The contention has some of the appearances of a case in which an indorser seeks
prove forgery. Where an indorser claims that his name was forged, it is clear that
parol evidence is admissible to prove that fact, and, if he proves it, it is a complete
defense, the fact being that the indorser never made any such contract, that no such
relation ever existed between him and the indorsee, and that there was no consideration
whatever to sustain such a contract.

In the case before us we have a condition somewhat similar. While the indorser
does not claim that his name was forged, he does claim that it was obtained from

him in a manner which, between the parties themselves, renders, the contract as
completely inoperative as if it had been forged.
Parol evidence was admissible for the purpose named.

TORRES, J., dissent: (Mostly about NEGO LAW)
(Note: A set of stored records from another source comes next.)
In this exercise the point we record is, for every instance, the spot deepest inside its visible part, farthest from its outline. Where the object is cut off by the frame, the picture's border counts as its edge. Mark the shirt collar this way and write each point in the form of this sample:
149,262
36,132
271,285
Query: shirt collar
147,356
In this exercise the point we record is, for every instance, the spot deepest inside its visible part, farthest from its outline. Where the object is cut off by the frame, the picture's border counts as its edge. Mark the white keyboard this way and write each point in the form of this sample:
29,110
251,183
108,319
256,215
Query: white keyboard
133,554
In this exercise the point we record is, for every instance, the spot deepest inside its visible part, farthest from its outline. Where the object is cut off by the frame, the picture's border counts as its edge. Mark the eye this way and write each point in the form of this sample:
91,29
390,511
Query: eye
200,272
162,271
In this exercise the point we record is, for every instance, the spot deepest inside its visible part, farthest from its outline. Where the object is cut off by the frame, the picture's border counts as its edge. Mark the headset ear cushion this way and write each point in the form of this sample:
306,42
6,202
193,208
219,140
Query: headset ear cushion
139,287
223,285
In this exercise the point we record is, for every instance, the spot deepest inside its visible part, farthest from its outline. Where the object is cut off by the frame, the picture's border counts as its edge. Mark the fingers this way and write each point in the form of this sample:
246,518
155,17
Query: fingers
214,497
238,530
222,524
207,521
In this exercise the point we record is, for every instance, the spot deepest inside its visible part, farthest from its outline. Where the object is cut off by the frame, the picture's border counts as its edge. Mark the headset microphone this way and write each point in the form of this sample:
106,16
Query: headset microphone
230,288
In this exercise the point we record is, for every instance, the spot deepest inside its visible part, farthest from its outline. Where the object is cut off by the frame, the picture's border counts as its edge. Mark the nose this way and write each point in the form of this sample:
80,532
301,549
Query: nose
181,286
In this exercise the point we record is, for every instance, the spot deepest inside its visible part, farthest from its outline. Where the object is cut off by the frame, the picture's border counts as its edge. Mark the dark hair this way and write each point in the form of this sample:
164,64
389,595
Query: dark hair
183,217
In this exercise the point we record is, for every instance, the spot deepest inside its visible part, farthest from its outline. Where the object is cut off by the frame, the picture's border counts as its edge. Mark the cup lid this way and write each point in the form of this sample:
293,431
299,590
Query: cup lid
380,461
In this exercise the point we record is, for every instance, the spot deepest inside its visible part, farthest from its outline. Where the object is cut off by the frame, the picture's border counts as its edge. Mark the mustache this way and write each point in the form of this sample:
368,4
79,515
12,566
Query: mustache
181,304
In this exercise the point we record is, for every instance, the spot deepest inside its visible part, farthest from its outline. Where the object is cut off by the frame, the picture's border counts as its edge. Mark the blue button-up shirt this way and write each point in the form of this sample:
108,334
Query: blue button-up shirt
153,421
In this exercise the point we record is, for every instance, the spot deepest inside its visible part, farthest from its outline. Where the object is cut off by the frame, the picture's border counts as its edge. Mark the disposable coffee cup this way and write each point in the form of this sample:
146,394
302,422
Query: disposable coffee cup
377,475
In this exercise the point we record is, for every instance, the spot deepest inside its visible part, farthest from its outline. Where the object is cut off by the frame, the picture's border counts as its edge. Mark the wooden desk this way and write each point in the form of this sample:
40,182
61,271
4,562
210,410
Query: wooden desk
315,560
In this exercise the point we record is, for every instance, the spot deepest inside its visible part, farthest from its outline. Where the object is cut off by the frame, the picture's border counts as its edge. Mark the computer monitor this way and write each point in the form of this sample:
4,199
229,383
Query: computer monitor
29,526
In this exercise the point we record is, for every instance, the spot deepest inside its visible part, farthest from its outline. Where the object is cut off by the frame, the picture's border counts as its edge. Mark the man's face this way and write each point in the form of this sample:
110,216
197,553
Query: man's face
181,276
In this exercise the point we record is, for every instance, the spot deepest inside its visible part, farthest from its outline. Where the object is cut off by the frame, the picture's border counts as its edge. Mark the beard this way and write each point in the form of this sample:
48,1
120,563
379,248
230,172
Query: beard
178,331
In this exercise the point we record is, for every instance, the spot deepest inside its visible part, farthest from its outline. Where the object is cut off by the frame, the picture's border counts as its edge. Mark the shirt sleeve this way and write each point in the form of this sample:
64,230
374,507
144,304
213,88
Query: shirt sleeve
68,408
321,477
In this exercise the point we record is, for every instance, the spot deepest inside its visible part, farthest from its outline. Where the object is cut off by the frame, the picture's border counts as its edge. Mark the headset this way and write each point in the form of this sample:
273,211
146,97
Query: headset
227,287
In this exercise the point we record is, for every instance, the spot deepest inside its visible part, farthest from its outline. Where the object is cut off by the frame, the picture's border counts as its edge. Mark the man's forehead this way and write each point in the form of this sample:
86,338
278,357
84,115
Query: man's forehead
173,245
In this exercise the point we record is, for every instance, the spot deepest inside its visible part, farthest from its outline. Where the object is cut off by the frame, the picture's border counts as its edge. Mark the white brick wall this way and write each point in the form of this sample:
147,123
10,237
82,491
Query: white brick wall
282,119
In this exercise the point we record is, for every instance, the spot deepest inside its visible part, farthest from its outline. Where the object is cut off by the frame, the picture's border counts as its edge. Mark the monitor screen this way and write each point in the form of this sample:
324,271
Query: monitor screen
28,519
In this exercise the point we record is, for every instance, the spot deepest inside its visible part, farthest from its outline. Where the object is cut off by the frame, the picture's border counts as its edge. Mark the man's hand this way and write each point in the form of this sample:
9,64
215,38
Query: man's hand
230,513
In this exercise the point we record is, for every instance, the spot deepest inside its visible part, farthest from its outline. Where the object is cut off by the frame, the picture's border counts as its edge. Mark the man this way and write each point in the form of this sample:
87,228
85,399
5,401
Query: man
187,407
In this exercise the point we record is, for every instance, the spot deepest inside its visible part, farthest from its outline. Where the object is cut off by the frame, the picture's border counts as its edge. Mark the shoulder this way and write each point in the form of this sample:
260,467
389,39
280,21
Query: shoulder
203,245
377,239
First of all, we do not see that there exists any appearance or similarity whatever between the
case at bar and one where forgery is sought to be proved. The defendant SERRANO did not,
either civilly or criminally, impugn the indorsement as being false. He admitted its existence,
as stated in the majority opinion itself, and did not disown his signature written in the
indorsement. His denial to the effect that the indorsement was wholly without consideration,
aside from the fact that it is in contradiction to the statements that he made in the instrument,
does not allow the supposition that the instrument was forged.
The meaning which the majority opinion apparently wishes to convey, in calling
attention to the difference between what, as it says, was the purpose of the evidence
presented by the defendant SERRANO and what was sought to be proved thereby, is that the
defendant SERRANO does not endeavor to contradict or alter the terms of the agreement,
which is contained in the instrument and is admitted to exist between the parties; but to deny
the existence of such an agreement between them, or, in other words. It cannot be denied that
the practical result of such evidence is other than to contradict, modify, alter or even to annul
the terms of the agreement contained in the indorsement: so that, in reality, the distinction
does not exist that is mentioned as a ground of the decision of the majority of the court in
support of the opinion that the evidence in question might have been admitted, without
violating the provisions of the aforementioned section 285 of the Code of Civil Procedure.
This section is based upon the same principle which is taken into account in the Negotiable
Instruments Law to write into it such positive and definite provisions which purport, without
possibility of discussion or doubt, the uselessness of taking evidence when the capacity of the
person who intervened in a negotiable instrument or his intention of being bound in a
particular way appears in the instrument itself or has been fixed by statute, if it is not shown
that he did so in some other capacity than that of maker, drawer or acceptor.
But aside from what the Code of Civil Procedure prescribes with respect to this
matter, as the present case is governed by the Negotiable Instruments Law, we must abide by
its provisions. Section 24 of this Act, No. 2031, says that every negotiable instrument is
deemed prima facie to have been issued for a valuable consideration; and every person whose
signature appears thereon, to have become a party thereto for value. If the Act establishes
this presumption for the case where there might be doubt with respect to the existence of a
valuable consideration, in order to avoid the taking of evidence in the matter, when the
consideration appears from the instrument itself by the expression of the value, the
introduction of evidence is entirely unnecessary and improper.